Calm Down: Nobody Is Taking Over The Internet

Calm Down: Nobody Is Taking Over The Internet


For the next two weeks, the International Telecommunication Union — a United Nations agency that was formed to regulate telegraph lines in the 19th century — will try to make new rules for the internet. This makes some people worried, but nobody should be. The entire conference is pointless.

The World Conference on International Telecommunications (WCIT-12), which kicked off today in the oppressive and oppressively hot emirate of Dubai, is ostensibly a good thing. In the sense that any event which brings together the many nations of the world to decide things together in harmony is a good thing, like carbon emissions treaties and Middle East peace talks.

But the major difference between WCIT-12 and the noblest business of the UN is that there’s no clear goal here. Envoys from 193 countries are going to sit down to try to form Internet policy; and there’s no consensus about what that should look like. Among the 900 divergent proposals, a few primary — and contradictory — goals have surfaced:

  • America’s Cold War frenemies like Russia and China want to move control of the Internet’s domain name system — which keeps those little .com and .net bits humming — out of American hands. Why? No reason in particular, the system works fine. It’s just a good ol’ fashioned superpower rivalry.
  • Conservative/totalitarian countries that dislike the Internet’s bouillabaisse of hardcore porn, vivid culture, and infinite free speech want to place some clamps on how the Internet can be used, out of moral, religious, and political fears.
  • Some European regulators and telecom firms want to see companies like Google taxed extra to reach its customers, as if an electron becomes harder to deal with if it crosses an ocean. Basically, this just comes down to making more money, and threatens a global approach to net neutrality.
  • The ITU wants to make itself important in any possible way; to be viewed as a planetary Internet authority.
  • The US just wants to keep things exactly the way they are. No changes at all. None.

So what’s going to happen? Nothing. Nothing is going to happen. Passage of any of the, again, over 900 proposals on the table will require a “consensus”, which means more than a majority vote. Good luck getting 193 countries to agree on something that has to do with freedom of speech, money, regulation and American Imperialism.

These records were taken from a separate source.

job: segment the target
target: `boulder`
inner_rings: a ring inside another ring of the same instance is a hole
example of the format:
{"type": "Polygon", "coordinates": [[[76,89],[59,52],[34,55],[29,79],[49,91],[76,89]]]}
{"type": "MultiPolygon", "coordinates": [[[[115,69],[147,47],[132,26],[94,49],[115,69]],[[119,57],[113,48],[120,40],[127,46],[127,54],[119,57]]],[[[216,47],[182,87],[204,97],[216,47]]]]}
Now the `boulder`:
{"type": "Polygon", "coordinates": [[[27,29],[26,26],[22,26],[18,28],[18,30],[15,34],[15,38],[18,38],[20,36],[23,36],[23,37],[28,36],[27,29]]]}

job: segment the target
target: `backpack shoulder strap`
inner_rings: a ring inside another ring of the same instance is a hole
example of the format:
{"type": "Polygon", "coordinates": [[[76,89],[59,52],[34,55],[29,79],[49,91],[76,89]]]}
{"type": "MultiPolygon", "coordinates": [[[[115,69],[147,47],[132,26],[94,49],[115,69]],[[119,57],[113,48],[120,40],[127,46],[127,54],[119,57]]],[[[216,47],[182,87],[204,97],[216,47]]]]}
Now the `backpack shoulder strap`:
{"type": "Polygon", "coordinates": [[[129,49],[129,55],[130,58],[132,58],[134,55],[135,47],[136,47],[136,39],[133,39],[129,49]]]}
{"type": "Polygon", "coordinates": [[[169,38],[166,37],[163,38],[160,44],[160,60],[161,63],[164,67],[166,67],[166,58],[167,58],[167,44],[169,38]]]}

And let’s say, hypothetically, the world reached a consensus on one of these 900 proposals. Let’s say that it was even a huge one — stripping control of Internet domains away from ICANN and giving to the United Nations. Then what?

Nothing. The ITU has no enforcement mechanism. In other words, it has no way to make anyone do anything.

ITU: “Hey, United States, almost all of us agree that ICANN shouldn’t be in charge of this important function of the Internet. Hand it over.”
USA: “No.”
ITU: “Well, all right.”

That’s all there is to it. Unless the United Nations sends an amphibious infantry landing to march on Silicon Valley, the US will stay in control of the Internet’s name system. The ITU won’t become any more irrelevant than it was since the telegraph died. Authoritarian regimes will keep blocking insidious western filth via firewall like they have been all along. Parisians will keep streaming YouTube videos whenever they feel like it, just like usual. The status quo will remain.

There will be no takeover, no battle — not even a tickle fight. Regulators and representatives will squawk at each other in an expensively-air conditioned hotel somewhere in Dubai, and when the conference ends, the web will be exactly the same as when it began. And unless you’re a dictator, that’s probably a very good thing; the Internet works best when we keep our hands off of it.